If you and your guests sit down to a big meal on the day, it can be tempting to pull out all the stops, however some traditions are best avoided for the mental wellbeing of our pets. For example, though crackers are fun and exciting for you, they can be a loud and unpleasant surprise for your pet. Consequently, it may be best to leave the crackers in the box and celebrate in other ways instead.
Finally, it is important to consider the behavioural history of your pet and how your guests may interact with them. While you may be used to management and training with your pet, your guests may be and so it is important to anticipate and prepare for this. For example, if you have a pet with a history of scavenging or guarding food, it may be best they are settled in another room while you eat in case your guest inadvertently places food within reach!

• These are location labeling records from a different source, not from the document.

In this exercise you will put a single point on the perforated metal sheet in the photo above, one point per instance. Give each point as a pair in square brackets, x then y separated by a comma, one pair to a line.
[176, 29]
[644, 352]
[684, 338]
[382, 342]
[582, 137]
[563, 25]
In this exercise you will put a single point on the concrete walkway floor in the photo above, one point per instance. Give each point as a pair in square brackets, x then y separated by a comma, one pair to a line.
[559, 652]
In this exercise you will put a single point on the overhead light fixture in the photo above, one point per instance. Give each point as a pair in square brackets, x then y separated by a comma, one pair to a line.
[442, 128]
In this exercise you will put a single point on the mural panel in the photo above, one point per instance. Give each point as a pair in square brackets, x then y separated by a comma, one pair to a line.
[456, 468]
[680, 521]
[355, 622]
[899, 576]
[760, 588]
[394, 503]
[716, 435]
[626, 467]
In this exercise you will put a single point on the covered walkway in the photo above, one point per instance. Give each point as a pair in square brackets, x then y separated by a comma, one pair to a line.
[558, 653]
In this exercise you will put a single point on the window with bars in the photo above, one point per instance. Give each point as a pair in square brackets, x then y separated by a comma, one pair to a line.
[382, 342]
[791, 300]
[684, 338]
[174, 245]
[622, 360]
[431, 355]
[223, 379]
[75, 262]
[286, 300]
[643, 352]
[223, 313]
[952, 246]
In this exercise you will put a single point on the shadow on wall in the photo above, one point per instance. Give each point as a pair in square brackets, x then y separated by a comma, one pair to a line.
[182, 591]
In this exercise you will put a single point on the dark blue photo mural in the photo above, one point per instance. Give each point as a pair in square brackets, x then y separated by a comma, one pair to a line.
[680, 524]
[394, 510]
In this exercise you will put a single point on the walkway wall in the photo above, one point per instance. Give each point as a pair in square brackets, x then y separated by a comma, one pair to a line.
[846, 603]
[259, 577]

Taking care around the kitchen
Though it can be tempting to allow your pet to overindulge on food around the holiday season, it is important to ensure than nothing they consume contains anything toxic! Many of the foods we consume around Christmas time are bad for pets, including onion, garlic, fruitcake, blue cheese, nuts and chocolate. Equally, though it can be tempting to give your dog a turkey bone to gnaw on, this is best avoided as the bone can splinter in their mouth and could be fatal. If you really want to give your pet a special Christmas food, a small amount of white turkey meat could make a tasty treat.
With Christmas Jumper Day just passed, it is very tempting to get one for your pet too. However, if you would like your pet to wear a jumper, it is important to treat it like any other item you may ask your dog to wear and break it down for them first. This is especially important if your pet is naturally nervous or has previously disliked wearing items, but it is an important step for even the most confident of pets.
If you wanted to get your pet comfortable with their jumper, this would take a few weeks of work. It would be best to start with rewarding your pet when the jumper is presented, then escalating to movement of the jumper. It would also be important to practice the jumper going back and forth over your pets’ ears as well as practicing lifting their paws in order to put them through the jumper.
To wrap up...
The holidays can be a very magical time of year but it is important to support our pets through this time. By having as predictable routine as possible, creating a safe space within the home and asking visitors to give your pets space, we can make the holiday season as enjoyable for our pets.